Over 100 years ago Frederick Law Olmstead, the genius who created Central and Prospect parks in this city and many other parks elsewhere, said, “The first duty of our park trustees is to hand down from one generation to the next the treasure of scenery which the city has placed in their care.” That requirement rests squarely upon the shoulders of all elected officials in this state and city, and, with due respect, it includes you.
While Flushing Meadows Corona Park in Queens is the second most-used park in our city, primarily by the poor and middle class, it is also the most abused, littered with all sorts of illegitimate nonpark structures that would not and should not be allowed in Central, Bronx, Prospect or Clove Lake parks. This has occurred over decades through the malfeasance of many elected officials, primarily in Queens, who viewed their constituency as real estate moguls and businesses and not the little people who are the users of the park.
The claim that FMCP is different from other parks is nonsense and a ploy to justify the constant attempts to trespass on it. There is nothing in the City Charter that designates FMCP as being different than any other park. And the abuse is not justified for economic reasons. Apart from how the claimed economic benefits are, in terms of the city’s gross economy, paltry and of little or no significance, a civilized society does not sell or barter public parkland.
In the depths of the Great Depression of the 1930s, this city did not sell or barter parkland. Indeed, if you believe parks should be for sale, you should state publicly you would support what has occurred in FMCP happening in Central Park. Of course you would not, and the time has come for you to insist on similar treatment for FMCP.

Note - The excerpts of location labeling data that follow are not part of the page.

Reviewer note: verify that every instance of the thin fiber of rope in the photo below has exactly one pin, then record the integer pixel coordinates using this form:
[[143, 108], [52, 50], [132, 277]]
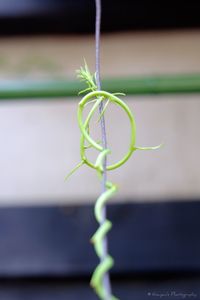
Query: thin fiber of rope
[[106, 278]]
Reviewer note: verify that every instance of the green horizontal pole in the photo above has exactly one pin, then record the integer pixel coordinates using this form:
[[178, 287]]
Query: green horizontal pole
[[146, 85]]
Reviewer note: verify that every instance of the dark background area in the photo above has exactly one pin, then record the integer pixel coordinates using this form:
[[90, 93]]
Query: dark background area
[[77, 16], [45, 251]]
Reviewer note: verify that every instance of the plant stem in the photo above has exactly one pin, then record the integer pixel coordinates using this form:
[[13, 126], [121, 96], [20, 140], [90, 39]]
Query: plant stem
[[106, 279]]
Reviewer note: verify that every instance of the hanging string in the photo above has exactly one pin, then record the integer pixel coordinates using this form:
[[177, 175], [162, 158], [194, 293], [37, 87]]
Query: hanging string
[[106, 278]]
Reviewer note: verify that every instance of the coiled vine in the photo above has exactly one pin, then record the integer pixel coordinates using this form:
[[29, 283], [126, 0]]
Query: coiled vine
[[95, 97]]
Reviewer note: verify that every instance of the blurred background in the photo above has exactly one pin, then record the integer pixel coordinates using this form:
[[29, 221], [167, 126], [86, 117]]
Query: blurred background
[[150, 52]]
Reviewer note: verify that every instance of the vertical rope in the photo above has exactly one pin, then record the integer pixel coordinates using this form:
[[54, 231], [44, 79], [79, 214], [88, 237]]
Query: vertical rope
[[106, 279]]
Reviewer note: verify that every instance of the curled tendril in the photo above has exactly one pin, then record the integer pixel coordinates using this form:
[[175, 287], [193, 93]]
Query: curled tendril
[[96, 97]]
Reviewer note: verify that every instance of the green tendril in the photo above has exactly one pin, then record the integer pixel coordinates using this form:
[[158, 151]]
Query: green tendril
[[96, 97]]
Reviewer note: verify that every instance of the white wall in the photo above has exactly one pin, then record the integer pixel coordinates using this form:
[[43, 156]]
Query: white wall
[[40, 139]]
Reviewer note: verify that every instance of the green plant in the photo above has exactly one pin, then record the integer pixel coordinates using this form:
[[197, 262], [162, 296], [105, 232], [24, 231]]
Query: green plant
[[96, 97]]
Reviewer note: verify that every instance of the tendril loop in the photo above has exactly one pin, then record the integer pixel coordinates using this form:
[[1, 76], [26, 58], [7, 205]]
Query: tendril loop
[[96, 97]]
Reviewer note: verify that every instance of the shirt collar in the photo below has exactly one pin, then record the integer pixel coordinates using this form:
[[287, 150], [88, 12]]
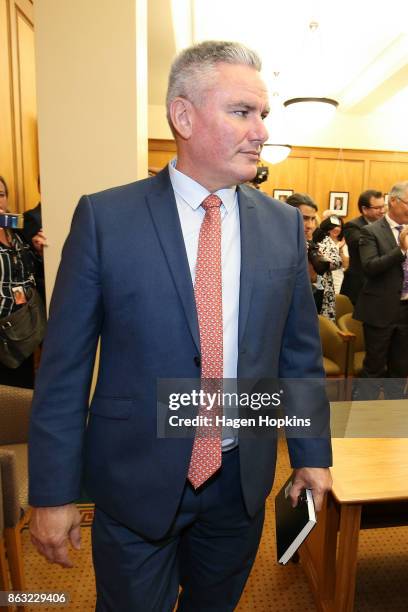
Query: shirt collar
[[393, 224], [193, 193]]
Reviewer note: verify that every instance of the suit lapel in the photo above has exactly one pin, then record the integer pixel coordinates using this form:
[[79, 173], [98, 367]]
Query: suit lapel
[[163, 209], [387, 233], [248, 225]]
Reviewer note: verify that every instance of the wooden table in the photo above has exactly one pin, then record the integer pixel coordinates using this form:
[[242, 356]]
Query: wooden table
[[370, 476]]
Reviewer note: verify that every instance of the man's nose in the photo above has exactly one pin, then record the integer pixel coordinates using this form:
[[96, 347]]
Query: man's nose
[[259, 131]]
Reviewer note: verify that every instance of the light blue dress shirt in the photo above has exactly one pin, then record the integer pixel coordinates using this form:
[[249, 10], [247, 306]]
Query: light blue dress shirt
[[189, 195]]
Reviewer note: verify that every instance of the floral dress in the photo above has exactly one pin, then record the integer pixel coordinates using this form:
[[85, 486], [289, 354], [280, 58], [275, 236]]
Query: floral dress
[[328, 249]]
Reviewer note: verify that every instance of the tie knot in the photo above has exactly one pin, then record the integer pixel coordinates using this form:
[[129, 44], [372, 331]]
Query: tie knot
[[211, 201]]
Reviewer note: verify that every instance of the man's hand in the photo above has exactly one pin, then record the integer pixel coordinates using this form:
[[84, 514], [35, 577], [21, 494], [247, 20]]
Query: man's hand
[[319, 480], [50, 529], [39, 241], [403, 239]]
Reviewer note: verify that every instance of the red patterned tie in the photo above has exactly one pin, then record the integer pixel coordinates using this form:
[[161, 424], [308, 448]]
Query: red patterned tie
[[206, 455]]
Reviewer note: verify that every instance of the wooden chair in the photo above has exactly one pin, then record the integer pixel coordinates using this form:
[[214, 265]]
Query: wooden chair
[[343, 306], [4, 578], [351, 326], [337, 348], [15, 405]]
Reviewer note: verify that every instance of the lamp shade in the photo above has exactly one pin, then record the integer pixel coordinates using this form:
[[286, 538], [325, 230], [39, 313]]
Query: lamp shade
[[275, 153], [312, 112]]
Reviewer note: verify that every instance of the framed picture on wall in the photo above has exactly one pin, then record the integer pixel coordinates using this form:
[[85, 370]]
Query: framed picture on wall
[[282, 194], [338, 202]]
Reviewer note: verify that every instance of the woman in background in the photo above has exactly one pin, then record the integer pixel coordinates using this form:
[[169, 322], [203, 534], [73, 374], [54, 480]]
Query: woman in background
[[18, 261], [332, 245]]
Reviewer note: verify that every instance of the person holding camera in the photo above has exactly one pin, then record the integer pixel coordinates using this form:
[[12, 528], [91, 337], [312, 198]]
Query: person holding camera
[[18, 264]]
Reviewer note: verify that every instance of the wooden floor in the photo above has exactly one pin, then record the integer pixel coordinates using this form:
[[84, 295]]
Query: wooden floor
[[382, 576]]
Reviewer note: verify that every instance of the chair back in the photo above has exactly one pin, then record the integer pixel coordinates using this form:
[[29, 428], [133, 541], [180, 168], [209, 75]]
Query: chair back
[[333, 346], [343, 306], [348, 324], [15, 407]]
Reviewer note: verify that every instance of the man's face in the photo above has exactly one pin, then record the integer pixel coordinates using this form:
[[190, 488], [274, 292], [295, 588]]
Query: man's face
[[227, 129], [398, 210], [375, 210], [309, 220]]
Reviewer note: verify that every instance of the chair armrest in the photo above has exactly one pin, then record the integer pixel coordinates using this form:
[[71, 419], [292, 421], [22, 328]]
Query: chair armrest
[[15, 408], [346, 336], [11, 502]]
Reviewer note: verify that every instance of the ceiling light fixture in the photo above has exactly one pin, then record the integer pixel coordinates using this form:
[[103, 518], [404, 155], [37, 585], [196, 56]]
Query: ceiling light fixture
[[273, 151], [312, 111]]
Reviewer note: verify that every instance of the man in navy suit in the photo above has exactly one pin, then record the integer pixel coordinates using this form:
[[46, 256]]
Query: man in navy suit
[[382, 304], [127, 276], [371, 206]]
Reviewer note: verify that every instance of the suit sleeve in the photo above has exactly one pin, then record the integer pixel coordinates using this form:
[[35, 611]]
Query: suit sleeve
[[352, 235], [63, 381], [372, 261], [301, 358]]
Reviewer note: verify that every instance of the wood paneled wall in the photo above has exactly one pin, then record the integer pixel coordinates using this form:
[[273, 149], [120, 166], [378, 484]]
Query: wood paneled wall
[[18, 109], [318, 171]]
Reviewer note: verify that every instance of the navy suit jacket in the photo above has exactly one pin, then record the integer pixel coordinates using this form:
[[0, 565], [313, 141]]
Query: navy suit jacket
[[354, 275], [124, 278], [381, 258]]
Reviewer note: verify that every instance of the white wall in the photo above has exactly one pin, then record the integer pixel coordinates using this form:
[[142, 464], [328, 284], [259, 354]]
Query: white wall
[[386, 129], [92, 105]]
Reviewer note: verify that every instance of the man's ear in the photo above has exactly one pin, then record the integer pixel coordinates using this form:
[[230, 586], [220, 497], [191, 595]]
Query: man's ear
[[181, 111]]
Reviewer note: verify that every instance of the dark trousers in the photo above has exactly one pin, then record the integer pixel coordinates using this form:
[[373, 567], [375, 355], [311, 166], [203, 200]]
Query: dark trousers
[[209, 551], [387, 356]]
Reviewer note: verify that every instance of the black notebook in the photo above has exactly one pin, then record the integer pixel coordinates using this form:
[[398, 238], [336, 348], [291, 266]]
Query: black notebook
[[293, 525]]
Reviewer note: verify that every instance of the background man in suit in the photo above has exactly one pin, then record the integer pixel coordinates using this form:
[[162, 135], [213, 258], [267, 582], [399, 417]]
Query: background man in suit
[[136, 271], [383, 301], [371, 206]]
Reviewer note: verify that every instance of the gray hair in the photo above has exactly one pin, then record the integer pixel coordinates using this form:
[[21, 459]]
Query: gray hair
[[194, 68], [398, 190]]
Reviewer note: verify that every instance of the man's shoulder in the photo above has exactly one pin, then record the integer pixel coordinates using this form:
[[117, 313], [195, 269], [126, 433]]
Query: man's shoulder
[[266, 203], [377, 227], [357, 222], [131, 192]]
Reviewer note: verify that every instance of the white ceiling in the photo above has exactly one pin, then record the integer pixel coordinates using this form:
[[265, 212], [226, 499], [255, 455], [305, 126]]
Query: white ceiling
[[358, 55]]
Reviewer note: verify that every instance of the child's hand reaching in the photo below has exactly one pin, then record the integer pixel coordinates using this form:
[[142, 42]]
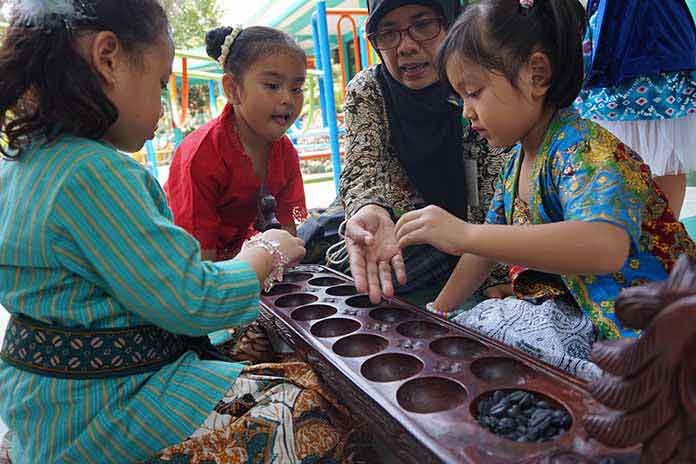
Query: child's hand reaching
[[434, 226]]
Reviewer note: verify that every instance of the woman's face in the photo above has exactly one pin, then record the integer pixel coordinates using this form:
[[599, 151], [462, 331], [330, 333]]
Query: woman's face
[[412, 62]]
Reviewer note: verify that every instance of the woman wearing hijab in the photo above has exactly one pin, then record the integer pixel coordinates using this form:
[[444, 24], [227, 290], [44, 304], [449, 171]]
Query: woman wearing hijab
[[407, 146]]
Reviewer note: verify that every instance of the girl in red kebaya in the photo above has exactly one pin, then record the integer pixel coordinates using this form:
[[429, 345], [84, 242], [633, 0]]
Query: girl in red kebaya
[[219, 169]]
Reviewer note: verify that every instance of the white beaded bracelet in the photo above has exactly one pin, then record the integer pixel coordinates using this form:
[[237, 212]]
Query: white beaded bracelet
[[430, 307], [279, 259]]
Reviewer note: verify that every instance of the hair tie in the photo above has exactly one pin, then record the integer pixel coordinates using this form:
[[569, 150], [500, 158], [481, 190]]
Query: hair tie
[[45, 12], [227, 44]]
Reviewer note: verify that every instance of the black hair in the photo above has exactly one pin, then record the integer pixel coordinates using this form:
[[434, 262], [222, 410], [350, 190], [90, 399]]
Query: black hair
[[501, 35], [250, 45], [47, 88]]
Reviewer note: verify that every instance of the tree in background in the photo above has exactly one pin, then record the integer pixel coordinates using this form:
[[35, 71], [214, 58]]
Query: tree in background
[[191, 19]]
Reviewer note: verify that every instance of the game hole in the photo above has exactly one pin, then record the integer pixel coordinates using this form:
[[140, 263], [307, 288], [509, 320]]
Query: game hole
[[500, 369], [325, 281], [281, 289], [390, 367], [421, 329], [358, 345], [313, 312], [298, 299], [391, 314], [430, 394], [342, 290], [294, 277], [360, 301], [457, 347], [335, 327]]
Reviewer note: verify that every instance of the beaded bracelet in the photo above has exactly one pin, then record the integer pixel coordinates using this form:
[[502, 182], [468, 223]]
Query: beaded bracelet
[[279, 259], [430, 307]]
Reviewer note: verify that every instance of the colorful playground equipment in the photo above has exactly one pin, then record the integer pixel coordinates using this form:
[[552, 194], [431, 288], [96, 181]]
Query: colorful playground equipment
[[362, 56]]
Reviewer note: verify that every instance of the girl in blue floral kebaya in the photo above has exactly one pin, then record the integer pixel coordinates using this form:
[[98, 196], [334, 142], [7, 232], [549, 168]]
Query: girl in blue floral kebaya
[[576, 213]]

Your attention is directed to the Queens Chronicle Jan. 31 edition and its comprehensive, well-thought out editorial opposing Major League Soccer’s attempt to construct a stadium in FMCP (“Flushing Meadows soccer stadium must be stopped”). It is clear there is no justification for yet another assault on the integrity on FMCP, and the proposed stadium must be rejected. Like most private for-profit businesses, MLS is free to purchase property on the open market. Enough is enough, and the desecration of FMCP must stop.
In using your good offices to reject the stadium you will be making it clear you understand the importance of parkland not just for current residents, but for generations as yet unborn. Let right be done, oppose the MLS stadium in our park and earn an important legacy as a public official.